What are the Performance Impacts of Server-Side Operation Behavior?
We have been developed maybe a couple dozen custom operation behaviors for our process. These behaviors all fire on the "Save Work Item" event. We've begun to wonder if having so many operation behaviors could pose a risk to the user performance. We're assuming that in most cases where a single work item is saved, many operation behaviors could execute without any noticeable impact. However, this may become a concern for bulk work item operations.
On the other hand, the biggest penalty in a Work Item save might actually be the network latency in talking to the server. The server-side operation behaviors may be trivial by comparison.
Can anyone speak to whether there are performance penalties of which we should be conscious?

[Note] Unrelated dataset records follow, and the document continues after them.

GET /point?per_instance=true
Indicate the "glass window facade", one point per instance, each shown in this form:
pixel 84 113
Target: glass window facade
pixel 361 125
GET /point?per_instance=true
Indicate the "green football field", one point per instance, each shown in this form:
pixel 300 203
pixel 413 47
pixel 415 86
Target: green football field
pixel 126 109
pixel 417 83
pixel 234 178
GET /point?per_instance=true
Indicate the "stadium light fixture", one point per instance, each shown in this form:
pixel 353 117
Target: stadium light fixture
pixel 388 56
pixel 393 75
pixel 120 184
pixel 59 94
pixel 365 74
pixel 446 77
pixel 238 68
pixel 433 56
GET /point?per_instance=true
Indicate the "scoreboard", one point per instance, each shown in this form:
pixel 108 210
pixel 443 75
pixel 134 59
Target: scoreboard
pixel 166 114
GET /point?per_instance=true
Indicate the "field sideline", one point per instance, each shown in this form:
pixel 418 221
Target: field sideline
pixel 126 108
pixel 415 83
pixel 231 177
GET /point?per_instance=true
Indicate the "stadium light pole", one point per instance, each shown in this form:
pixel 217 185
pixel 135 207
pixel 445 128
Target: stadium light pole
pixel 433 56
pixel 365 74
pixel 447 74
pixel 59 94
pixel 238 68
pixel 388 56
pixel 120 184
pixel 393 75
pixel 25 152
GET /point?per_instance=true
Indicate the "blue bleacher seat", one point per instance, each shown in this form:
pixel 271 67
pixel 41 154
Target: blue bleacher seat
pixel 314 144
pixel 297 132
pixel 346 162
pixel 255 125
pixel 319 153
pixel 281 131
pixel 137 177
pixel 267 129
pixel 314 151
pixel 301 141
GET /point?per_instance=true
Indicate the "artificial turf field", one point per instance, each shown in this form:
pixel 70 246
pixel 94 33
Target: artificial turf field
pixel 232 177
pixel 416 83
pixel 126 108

I suppose we could try some form of benchmarking, but we have not yet taken such steps.
One answer
of course the operational behavior needs to be executed and has an impact on the performance. This is why you should design the behavior to exit as fast as possible, e.g. detect if it needs to run as fast as you can.
I can't tell you in any quantity what the impact on the performance is, unfortunately. But as long as it is not noticeable I would not worry.
If you are interested in the current impact on your system, you could perhaps use metronome to measure the work item save performance. E.g. configure a special role to override the operation behavior and not having to execute it and measure with that role compared to the default role(s).